Je serais tentée de dire, «ni fleurs ni couronnes.» Donnez-nous plutôt
des cailloux de lucidité, des nuggets of truth, de la lumière pour
sortir du tunnel.
Je l'étais, moi, londonienne en vrai pendant trois ans au début des
années soixante. Entre américains, on se moquait de l'accent
britannique: «si tu secoues un Brit dans la nuit, il se réveillera en
sursaut et il parlera normalement comme toi et moi.» Maintenant on voit que c'est vrai:
Dans l'amas de ferraille explosée et fondue, devant l'horreur des corps
déchiquetés, devant les informations fournies par le très fiable
Scotland Yard, le mot est sorti sans contre feu: kamikaze. On raconte que la
BBC, secouée, a lâché tous azimuts le mot terroriste, se reprenant
seulement un ou deux jours plus tard pour balayer tout ça et le
remplacer par des circonlocutions de circonstance.

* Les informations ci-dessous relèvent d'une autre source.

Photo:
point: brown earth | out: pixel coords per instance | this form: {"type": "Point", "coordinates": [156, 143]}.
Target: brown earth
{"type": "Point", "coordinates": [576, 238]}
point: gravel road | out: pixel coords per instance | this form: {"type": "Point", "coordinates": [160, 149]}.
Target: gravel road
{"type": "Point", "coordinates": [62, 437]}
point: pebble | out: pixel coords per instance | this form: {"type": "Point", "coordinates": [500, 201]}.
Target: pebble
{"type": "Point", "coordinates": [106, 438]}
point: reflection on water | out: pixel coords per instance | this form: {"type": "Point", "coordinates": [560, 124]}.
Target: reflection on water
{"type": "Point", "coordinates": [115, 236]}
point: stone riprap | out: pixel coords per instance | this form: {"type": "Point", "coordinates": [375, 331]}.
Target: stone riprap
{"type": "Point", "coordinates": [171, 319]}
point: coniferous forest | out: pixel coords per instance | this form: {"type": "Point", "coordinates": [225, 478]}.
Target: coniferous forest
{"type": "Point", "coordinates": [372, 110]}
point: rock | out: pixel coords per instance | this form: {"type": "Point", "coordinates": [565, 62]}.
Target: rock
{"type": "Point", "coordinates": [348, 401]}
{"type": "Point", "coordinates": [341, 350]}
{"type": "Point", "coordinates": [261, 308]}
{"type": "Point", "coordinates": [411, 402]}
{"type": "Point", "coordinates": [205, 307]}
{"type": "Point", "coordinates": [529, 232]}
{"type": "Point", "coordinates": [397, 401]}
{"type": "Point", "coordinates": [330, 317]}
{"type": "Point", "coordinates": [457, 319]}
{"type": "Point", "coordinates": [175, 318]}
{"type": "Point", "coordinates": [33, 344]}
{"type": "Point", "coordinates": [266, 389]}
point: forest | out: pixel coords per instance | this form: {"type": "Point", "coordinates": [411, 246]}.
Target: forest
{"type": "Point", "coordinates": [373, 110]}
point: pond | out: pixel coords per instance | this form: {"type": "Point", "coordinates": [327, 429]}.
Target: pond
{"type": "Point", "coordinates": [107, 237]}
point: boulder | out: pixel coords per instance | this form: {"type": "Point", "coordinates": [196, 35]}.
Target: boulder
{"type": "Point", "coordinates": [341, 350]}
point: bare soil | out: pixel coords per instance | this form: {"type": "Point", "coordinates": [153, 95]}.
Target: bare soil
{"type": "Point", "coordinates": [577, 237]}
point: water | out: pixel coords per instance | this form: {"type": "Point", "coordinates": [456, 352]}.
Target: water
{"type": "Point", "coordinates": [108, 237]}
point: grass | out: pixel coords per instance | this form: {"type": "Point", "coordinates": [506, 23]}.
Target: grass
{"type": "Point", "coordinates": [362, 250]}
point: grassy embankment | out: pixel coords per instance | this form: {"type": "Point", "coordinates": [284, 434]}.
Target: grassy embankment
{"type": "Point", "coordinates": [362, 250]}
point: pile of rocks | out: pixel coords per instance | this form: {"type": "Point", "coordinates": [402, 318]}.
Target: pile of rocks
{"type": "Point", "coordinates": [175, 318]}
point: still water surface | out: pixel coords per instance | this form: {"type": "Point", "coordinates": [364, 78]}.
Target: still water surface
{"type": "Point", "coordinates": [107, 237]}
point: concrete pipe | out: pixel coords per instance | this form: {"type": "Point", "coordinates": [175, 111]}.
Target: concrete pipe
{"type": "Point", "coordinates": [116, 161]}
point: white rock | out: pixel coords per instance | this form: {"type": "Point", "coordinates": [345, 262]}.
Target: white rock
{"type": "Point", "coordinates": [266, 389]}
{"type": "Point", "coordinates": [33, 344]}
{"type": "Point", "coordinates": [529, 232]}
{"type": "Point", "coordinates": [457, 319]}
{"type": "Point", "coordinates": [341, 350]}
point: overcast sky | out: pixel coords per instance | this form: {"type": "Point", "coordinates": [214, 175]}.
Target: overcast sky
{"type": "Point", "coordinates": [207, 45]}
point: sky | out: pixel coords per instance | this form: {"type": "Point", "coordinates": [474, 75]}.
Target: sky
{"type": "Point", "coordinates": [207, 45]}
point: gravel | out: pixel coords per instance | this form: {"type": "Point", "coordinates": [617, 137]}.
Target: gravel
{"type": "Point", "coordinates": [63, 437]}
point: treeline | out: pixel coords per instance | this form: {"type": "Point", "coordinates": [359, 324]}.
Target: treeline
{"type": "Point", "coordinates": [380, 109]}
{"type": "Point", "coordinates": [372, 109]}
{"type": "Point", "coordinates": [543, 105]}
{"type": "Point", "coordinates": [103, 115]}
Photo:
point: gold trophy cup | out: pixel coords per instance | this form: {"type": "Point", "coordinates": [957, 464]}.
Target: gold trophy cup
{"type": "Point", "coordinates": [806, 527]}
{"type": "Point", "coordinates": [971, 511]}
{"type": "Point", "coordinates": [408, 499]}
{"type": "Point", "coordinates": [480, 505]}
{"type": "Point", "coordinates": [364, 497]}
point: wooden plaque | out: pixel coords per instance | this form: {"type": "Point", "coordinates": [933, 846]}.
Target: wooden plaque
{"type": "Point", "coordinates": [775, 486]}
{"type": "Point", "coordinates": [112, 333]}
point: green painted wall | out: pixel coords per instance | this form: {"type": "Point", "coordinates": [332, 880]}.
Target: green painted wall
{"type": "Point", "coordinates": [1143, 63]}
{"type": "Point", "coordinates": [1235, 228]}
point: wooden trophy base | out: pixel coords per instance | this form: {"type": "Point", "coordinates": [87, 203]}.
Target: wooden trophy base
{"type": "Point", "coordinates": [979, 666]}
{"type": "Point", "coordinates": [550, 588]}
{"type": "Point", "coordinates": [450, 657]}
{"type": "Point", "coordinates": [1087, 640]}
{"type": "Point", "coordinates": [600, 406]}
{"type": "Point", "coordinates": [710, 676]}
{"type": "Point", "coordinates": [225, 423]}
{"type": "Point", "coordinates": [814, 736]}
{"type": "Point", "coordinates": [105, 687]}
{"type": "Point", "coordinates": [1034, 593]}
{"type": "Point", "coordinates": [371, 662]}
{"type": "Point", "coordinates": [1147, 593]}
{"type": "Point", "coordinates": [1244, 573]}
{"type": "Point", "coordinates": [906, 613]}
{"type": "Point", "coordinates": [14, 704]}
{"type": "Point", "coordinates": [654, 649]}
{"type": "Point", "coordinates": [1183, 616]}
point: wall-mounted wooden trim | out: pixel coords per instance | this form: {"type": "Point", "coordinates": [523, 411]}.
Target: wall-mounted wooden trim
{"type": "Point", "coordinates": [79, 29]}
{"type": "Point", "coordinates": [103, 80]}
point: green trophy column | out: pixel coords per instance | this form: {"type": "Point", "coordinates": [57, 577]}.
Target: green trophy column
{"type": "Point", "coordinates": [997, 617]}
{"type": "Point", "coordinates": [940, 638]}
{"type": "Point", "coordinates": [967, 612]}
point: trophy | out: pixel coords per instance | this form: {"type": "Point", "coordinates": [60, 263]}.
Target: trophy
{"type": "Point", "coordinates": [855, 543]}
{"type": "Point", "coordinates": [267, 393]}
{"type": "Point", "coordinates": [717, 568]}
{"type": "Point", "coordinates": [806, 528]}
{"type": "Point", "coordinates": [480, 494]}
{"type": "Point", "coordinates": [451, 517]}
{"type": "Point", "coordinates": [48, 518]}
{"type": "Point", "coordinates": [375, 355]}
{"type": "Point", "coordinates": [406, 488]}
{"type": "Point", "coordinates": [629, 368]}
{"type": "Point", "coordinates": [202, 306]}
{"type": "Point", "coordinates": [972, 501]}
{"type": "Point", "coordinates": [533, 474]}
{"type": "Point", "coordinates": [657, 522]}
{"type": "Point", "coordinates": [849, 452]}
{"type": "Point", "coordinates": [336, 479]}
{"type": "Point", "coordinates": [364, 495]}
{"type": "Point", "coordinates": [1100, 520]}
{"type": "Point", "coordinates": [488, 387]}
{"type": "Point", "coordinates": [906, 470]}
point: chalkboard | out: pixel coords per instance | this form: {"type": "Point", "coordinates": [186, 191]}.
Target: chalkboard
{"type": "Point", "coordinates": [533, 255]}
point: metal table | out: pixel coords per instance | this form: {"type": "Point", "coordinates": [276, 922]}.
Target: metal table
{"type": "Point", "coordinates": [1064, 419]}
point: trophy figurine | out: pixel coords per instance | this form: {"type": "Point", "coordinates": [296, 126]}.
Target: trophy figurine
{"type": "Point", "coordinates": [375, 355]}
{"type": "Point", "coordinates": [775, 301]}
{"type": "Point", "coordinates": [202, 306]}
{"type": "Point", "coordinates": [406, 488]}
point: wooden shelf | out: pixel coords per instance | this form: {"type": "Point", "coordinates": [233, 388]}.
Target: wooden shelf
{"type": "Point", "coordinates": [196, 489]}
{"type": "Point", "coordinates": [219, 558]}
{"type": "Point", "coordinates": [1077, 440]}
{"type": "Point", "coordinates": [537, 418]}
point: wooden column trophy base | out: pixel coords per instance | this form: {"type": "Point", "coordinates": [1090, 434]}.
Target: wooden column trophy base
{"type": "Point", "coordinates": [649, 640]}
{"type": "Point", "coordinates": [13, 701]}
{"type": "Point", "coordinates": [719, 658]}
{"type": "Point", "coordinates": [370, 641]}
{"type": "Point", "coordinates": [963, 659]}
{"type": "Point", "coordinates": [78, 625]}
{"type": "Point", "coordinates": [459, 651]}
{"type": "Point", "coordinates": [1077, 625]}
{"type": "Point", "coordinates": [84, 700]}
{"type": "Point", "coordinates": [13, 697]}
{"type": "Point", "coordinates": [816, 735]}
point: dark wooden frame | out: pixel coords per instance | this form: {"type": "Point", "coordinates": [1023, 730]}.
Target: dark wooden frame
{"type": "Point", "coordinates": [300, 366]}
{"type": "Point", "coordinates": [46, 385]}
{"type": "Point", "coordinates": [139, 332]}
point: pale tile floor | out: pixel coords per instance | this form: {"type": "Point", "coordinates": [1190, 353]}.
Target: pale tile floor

Certains d'entre nous ont essayé en vain de démontrer qu'une ligne
droite passe des attentats perpétrés contre des civils en Israël à ceux
visant des civils américains, balinais, espagnols, irakiens et j'en
passe. Soudain, cette ligne s'est tracée d'elle-même à Londres:
des kamikazes! Des kamikazes au sein de l'Europe! Du jamais vu. Des
kamikazes contre des Européens innocents. Des kamikazes faits maison.
Les deux réalités, israélienne et européenne, sont fondues dans la
chaleur des explosions meurtrières.
N'empêche, les habitudes d'aveuglement sont tenaces. Nos commentateurs
restent bloqués au stade de la stupeur de faux innocents. La télévision
française se promène dans les rues orientales de Leeds, micro tendu. De
vieux Pakistanais, dont l'identité britannique ne laisse aucune trace
vestimentaire, expriment leur étonnement. Untel? Terroriste? Comment
est-ce possible? C'est un garçon bien, d'une famille sans histoire.
Plus loin, des jeunes de la deuxième, voire la troisième génération,
parlant avec l'accent du Nord et habillés à l'occidentale, racontent la
même histoire de «pas possible.» Seulement, les uns comme les autres,
disent en passant qu'untel est devenu, récemment, plus religieux.
Ah bon? Plus religieux. Pas plus exclu, plus chômeur, plus victime de
discrimination, plus pauvre, non: plus religieux, c'est tout.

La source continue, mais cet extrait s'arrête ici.